On July 16, 2017, the Pietraperzia family was responsible for the murder of Filippo Giuseppe Marchì in the neighboring town of Barrafranca. Marchì was formerly the driver and trusted associate of Giuseppe Saitta, son of Totò Saitta. The killing was orchestrated at the countryside property of Vincenzo Di Calogero, where the plan was developed. Gaetano Curatolo, Angelo Di Dio, and Calogero Bonfirraro conducted the reconnaissance, and the murder was ordered by the Monachino brothers themselves.

By March 26, 2019, Operazione Kaulonia reached its operational conclusion. At dawn that day, 21 people were arrested by the Carabinieri’s ROS unit under an order from the GIP of Caltanissetta, including Giovanni and his brother, Vincenzo Monachino.

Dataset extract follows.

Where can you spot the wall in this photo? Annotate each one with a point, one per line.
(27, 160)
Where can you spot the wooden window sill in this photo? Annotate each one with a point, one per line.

The charges covered mafia association, murder, extortion, weapons offenses, robbery, theft, receiving stolen goods, and rigged public contracts. One of the most critical pieces of evidence was a video showing a summit between the Pietraperzia Mafia and leaders of the Catanese Mafia, held in a rural property in Sicily’s interior. Prosecutor Amedeo Bertone remarked that the presence of Cosa Nostra’s Catania bosses in the city demonstrated the Pietraperzia family’s importance and influence within the mafia hierarchy.

In September 2024, authorities uncovered a significant weapons cache in the countryside of Pietraperzia, confirming the military strength of the Mafia family. The arsenal, hidden by a trusted associate of the Monachino, included assault rifles, Kalashnikovs, shotguns, pistols, and large quantities of ammunition, all ready for use. This discovery led to the arrest of several key members of the Pietraperzia mafia. According to Elena Barreca, head of the Enna police’s mobile unit, the quantity of weapons seized was unprecedented since the 1990s. Investigations revealed the mafia’s use of intimidation, extortion, and violence to control territory. In one particularly disturbing incident, a drug dealer was publicly humiliated and slapped by the boss for operating without permission, an act he accepted without resistance, thereby recognizing the boss's authority. Authorities suspect the weapons were not only for local enforcement but could also have been used in broader mafia operations. The presence of war-grade weaponry, especially Kalashnikov rifles, raised alarms over their potential use against armored vehicles or in violent acts.